RJ 17/05/1989 Wednesday
Gustavo called yesterday afternoon. I lied to him and said that on that fateful Saturday Gino, Rodrigo and Alexandra called ME. Just so he wouldn’t know I was devastated and feel like his head got all big. We talked a bit and I said I’d call him one of these days. I miss him so much, I’d marry him yesterday if he wanted to. But I try not to think about him and teach myself to think we’re just friends. But the empty feeling is still there. Even though I pretend it doesn’t exist. From now on I’ll only mention him as a friend, no matter how strong my feelings still are. End of conversation!
My period arrived today.
As the best way to forget something is to concentrate on something else I don’t stop for a minute. I’m inventing things to do all the time: study, wash or iron clothes, write to someone, exercise. Only now I stopped to think about him.
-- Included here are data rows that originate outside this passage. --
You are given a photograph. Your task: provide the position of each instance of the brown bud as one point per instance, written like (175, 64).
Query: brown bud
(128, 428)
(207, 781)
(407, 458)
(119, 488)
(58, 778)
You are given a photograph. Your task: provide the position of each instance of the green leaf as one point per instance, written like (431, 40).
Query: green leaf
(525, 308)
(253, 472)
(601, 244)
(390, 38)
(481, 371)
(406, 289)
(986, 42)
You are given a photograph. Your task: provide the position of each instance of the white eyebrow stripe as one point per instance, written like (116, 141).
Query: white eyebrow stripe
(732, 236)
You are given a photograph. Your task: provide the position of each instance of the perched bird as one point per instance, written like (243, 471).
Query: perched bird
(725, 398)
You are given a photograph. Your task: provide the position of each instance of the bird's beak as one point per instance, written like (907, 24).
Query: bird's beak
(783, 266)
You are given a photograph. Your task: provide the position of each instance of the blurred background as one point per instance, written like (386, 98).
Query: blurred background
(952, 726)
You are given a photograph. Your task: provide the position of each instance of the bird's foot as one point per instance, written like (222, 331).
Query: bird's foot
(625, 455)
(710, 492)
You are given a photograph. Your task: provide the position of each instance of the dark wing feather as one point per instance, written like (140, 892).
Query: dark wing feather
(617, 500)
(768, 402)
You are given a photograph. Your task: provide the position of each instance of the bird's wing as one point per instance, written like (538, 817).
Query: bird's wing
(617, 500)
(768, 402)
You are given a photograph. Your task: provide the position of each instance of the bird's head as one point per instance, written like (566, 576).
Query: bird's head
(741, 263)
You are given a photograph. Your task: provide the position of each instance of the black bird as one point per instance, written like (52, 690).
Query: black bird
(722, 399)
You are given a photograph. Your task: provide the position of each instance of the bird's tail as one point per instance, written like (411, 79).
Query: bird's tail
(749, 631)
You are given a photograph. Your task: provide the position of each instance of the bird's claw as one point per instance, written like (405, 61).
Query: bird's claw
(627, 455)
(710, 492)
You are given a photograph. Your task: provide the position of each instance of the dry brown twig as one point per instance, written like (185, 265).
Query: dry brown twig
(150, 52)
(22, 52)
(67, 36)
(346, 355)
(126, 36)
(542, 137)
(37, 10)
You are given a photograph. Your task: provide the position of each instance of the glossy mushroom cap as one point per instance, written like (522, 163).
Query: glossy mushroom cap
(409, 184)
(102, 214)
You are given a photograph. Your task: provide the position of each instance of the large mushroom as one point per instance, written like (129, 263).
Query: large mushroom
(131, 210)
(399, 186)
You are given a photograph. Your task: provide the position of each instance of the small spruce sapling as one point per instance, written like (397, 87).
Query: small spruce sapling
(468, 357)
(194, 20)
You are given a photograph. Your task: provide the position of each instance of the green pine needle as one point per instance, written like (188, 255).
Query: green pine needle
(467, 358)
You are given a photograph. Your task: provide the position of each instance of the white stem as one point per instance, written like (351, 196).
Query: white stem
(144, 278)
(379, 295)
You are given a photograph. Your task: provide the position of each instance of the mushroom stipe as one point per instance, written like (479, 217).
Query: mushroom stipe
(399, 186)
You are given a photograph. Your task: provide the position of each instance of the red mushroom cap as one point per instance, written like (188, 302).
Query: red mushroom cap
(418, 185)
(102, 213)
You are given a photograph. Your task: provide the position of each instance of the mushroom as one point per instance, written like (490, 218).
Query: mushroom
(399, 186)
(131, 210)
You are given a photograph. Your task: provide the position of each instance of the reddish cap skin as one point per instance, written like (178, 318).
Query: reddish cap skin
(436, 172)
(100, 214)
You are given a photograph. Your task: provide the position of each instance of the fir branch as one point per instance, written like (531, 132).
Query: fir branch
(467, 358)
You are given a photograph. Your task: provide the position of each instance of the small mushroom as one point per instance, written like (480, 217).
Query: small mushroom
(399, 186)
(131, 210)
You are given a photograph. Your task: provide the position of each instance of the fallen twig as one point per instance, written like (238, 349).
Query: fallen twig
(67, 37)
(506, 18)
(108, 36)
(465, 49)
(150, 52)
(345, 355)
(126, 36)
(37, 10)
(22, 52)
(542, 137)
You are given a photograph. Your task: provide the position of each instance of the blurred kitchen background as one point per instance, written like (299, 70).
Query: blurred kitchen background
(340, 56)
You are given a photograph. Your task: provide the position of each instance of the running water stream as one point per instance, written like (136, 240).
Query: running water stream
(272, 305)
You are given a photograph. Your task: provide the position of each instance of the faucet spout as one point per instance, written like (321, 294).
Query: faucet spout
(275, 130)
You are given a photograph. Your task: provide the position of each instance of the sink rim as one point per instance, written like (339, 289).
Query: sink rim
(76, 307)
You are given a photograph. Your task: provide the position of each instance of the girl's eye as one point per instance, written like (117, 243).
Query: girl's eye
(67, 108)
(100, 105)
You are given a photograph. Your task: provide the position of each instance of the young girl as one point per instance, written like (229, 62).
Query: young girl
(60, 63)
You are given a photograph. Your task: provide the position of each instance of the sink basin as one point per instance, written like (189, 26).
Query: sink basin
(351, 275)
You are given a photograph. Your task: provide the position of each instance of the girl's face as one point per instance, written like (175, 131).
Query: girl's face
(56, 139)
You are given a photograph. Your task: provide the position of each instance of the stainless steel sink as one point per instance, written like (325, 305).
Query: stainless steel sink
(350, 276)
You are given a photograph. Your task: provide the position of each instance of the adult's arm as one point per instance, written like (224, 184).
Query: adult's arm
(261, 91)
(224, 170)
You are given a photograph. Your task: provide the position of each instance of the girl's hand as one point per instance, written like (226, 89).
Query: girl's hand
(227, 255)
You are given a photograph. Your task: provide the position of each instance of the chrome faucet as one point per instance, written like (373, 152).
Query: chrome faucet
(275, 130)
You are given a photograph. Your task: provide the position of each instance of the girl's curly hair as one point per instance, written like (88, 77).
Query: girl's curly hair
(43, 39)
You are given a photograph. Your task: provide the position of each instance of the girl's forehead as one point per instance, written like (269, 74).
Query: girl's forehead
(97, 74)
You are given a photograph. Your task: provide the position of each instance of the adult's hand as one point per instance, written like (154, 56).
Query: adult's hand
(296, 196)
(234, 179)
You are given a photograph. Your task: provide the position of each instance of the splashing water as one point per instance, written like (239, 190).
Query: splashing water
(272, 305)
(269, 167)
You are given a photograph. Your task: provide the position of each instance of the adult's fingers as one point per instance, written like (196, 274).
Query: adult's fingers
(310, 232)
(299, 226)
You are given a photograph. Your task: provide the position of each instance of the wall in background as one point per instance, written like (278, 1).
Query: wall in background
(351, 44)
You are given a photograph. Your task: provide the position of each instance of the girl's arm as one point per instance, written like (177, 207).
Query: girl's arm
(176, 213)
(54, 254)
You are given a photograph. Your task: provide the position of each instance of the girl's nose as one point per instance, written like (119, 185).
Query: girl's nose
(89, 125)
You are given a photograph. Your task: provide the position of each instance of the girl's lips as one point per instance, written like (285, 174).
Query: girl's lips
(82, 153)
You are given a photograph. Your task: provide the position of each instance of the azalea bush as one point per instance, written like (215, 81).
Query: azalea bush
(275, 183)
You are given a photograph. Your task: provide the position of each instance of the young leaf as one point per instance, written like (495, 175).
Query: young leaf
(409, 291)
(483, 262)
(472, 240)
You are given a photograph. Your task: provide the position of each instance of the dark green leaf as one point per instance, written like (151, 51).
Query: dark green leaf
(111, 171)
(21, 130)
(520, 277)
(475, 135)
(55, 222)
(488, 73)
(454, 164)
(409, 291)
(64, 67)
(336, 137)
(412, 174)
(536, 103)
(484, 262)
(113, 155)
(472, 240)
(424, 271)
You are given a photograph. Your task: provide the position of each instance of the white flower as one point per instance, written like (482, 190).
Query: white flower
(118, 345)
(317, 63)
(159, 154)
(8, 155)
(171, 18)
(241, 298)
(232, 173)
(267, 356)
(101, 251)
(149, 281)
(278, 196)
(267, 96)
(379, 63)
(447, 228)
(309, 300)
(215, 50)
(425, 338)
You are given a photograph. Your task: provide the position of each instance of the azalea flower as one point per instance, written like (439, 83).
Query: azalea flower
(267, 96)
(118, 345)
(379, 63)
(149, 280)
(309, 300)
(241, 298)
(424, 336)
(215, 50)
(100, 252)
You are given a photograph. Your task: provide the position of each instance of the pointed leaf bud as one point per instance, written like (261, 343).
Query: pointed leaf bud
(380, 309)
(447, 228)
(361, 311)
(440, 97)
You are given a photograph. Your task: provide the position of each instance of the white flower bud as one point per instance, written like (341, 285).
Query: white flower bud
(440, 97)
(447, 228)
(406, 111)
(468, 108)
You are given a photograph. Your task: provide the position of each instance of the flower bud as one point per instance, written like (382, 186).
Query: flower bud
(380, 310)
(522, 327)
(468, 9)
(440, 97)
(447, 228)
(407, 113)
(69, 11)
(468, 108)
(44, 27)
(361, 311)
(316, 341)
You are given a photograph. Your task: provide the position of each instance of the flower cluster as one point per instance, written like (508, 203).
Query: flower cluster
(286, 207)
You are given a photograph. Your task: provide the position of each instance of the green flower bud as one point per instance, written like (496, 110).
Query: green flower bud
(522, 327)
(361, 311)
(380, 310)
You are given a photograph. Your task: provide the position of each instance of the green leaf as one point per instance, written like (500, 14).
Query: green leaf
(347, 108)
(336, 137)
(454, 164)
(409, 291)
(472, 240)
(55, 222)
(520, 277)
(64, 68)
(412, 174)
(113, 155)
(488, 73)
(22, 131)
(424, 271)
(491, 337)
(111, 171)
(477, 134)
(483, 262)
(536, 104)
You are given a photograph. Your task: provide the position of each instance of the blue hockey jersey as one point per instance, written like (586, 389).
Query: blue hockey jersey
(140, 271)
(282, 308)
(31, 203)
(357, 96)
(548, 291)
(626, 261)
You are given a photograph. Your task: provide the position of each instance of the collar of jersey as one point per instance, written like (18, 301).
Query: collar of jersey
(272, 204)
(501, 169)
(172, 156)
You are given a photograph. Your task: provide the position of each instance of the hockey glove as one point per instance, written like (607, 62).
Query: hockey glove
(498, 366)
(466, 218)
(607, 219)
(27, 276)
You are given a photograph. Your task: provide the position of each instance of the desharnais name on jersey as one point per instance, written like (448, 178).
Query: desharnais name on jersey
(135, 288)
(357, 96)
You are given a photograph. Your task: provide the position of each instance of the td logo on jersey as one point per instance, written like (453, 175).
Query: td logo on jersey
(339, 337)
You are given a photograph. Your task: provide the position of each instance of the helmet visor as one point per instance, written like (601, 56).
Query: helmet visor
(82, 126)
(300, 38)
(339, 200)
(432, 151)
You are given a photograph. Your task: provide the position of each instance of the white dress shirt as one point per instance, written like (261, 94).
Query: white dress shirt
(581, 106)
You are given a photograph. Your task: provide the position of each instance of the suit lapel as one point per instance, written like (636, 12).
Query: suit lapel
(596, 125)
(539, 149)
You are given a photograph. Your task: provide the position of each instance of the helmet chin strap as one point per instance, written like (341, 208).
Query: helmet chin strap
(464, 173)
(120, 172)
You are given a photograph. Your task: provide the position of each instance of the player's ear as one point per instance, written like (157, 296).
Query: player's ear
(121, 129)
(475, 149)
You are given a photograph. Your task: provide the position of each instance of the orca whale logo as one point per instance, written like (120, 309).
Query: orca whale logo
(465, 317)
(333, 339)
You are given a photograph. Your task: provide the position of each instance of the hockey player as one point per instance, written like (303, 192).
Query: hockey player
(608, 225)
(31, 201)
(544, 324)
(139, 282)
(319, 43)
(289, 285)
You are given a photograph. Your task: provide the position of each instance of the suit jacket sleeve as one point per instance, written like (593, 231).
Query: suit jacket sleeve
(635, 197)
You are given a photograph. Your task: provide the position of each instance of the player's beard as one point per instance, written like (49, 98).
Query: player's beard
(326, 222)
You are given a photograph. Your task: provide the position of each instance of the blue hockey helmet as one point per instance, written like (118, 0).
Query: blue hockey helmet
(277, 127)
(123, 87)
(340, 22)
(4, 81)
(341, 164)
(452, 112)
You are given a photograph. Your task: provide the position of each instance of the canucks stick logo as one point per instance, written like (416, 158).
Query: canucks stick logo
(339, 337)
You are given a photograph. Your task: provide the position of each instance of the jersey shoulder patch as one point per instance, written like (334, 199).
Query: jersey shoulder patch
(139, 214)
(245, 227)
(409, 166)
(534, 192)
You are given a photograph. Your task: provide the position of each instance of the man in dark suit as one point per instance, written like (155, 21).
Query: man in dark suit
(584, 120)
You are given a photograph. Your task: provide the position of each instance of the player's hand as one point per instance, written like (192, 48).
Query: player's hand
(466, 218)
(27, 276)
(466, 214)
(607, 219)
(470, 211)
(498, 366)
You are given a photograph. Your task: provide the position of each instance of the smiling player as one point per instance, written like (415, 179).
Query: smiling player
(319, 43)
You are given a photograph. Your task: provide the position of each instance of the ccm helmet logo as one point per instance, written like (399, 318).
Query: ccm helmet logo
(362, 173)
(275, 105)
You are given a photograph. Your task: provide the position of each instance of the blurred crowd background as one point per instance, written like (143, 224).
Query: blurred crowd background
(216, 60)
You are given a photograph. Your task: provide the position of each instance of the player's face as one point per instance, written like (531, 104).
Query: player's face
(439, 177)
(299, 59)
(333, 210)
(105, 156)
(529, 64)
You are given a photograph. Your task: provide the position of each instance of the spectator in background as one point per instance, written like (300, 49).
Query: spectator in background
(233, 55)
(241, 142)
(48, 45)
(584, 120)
My mum travels tomorrow and returns in September. She’s spending 3 days in Brasilia and 3 months in Vilhena. We said our goodbyes at the academy today as she leaves at 6:00am. I already miss her. As well as nearly kicking my mother out, my grandad doesn’t even want her suitcases staying at his place. He has lots of space at his flat and we’re all cramped in here. I’m not even going to say anymore otherwise I’ll get angry. My mother said he’ll never see her again, not even at his funeral. Even my aunt with her patience of a saint has lost it with him. Then there’s Zaira manipulating him. Family is shit! (except for a few good things)
We had Dialogue in Brasas. Everyone has to memorise a dialogue and go to the front of the class with someone else. I was shaking as it was my first time, but I did well. Going to Brasas is the best thing I did, I’m enjoying it a lot, I could do classes all day. After class I went to the bus stop with Roger. He’s the first person I spoke to after class. I think he’s around 23 years old, cool guy!
The Exorcist is on TV tonight, I’m going to watch it for the 2nd time. Ah, I didn’t go to university.